Summer Ticket, 1910 The Colonial Theatre's typical season lasted from fall until the late spring months. During the summer months, however, the Colonial continued to entertain Cleveland with legitimate theater such as local and national plays. Image Courtesy of Cleveland State University. Michael Schwartz Library. Special Collections.
Examining the Ruins By the time it gave its last performance, the Colonial had put on a wide range of productions, including vaudeville, comedic dramas, Shakespeare plays, musicals, and more. In 1930, the Colonial Theater hosted its last show, called "Mysteries of Love." Image Courtesy of Cleveland State University. Michael Schwartz Library. Special Collections.
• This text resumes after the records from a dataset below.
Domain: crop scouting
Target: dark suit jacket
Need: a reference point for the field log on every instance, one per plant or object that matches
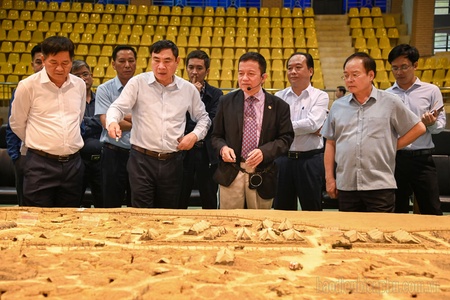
(211, 100)
(275, 139)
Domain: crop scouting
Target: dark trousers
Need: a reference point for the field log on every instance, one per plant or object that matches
(417, 174)
(93, 179)
(18, 173)
(196, 166)
(300, 178)
(114, 177)
(155, 183)
(367, 201)
(50, 183)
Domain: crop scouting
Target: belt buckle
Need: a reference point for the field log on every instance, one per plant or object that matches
(63, 158)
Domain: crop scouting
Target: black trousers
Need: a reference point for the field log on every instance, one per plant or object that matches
(196, 166)
(155, 183)
(50, 183)
(18, 174)
(367, 201)
(300, 178)
(417, 175)
(93, 179)
(114, 177)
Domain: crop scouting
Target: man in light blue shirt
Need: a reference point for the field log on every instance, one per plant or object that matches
(415, 169)
(115, 152)
(364, 130)
(159, 101)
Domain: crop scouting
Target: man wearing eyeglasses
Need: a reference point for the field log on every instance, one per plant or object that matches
(91, 151)
(415, 170)
(364, 129)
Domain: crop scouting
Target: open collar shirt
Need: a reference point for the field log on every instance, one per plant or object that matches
(308, 112)
(159, 112)
(366, 139)
(107, 93)
(420, 98)
(47, 117)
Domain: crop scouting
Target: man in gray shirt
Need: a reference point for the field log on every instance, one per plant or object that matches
(364, 130)
(159, 101)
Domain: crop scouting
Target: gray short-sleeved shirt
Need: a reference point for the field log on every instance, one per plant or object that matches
(107, 93)
(366, 139)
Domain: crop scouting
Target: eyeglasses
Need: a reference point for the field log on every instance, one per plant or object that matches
(83, 75)
(348, 76)
(401, 68)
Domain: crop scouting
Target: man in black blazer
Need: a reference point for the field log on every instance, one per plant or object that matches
(250, 181)
(201, 161)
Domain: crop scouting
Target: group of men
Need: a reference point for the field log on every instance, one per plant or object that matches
(145, 138)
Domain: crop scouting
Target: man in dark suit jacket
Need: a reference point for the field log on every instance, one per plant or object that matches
(250, 180)
(201, 161)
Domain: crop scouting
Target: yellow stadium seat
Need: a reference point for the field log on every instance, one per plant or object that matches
(389, 21)
(31, 5)
(427, 76)
(19, 25)
(353, 12)
(110, 39)
(14, 58)
(25, 36)
(72, 17)
(121, 9)
(366, 23)
(384, 43)
(129, 19)
(298, 23)
(380, 32)
(308, 12)
(264, 22)
(393, 33)
(378, 22)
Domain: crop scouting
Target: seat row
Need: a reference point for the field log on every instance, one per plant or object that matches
(156, 10)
Demolition of the Colonial, 1932 The Colonial Theater sat empty for two years until it was finally torn down in 1932. The long-empty theater was torn down to make way for a parking lot. The Superior Building, 815 Superior Avenue East, took the place of what had once been the Colonial Theater's location. Image Courtesy of Cleveland State University. Michael Schwartz Library. Special Collections.
Vaudeville Advertisement, ca. 1899 This advertisement from Cincinnati, Ohio depicts "the epitome of vaudeville" in the late 1800s. Although derived from 19th-century-style minstrel shows - a form of variety entertainment that included sketches, dance, and music - 20th-century vaudeville was typically well structured in its acts. Divided into two parts, the productions began with a "dumb act" and ended with headliner performances. Image Courtesy of Library of Congress Prints and Photographs Division Washington, D.C. 20540 USA, LC-USZ62-24428 (b&w film copy neg.)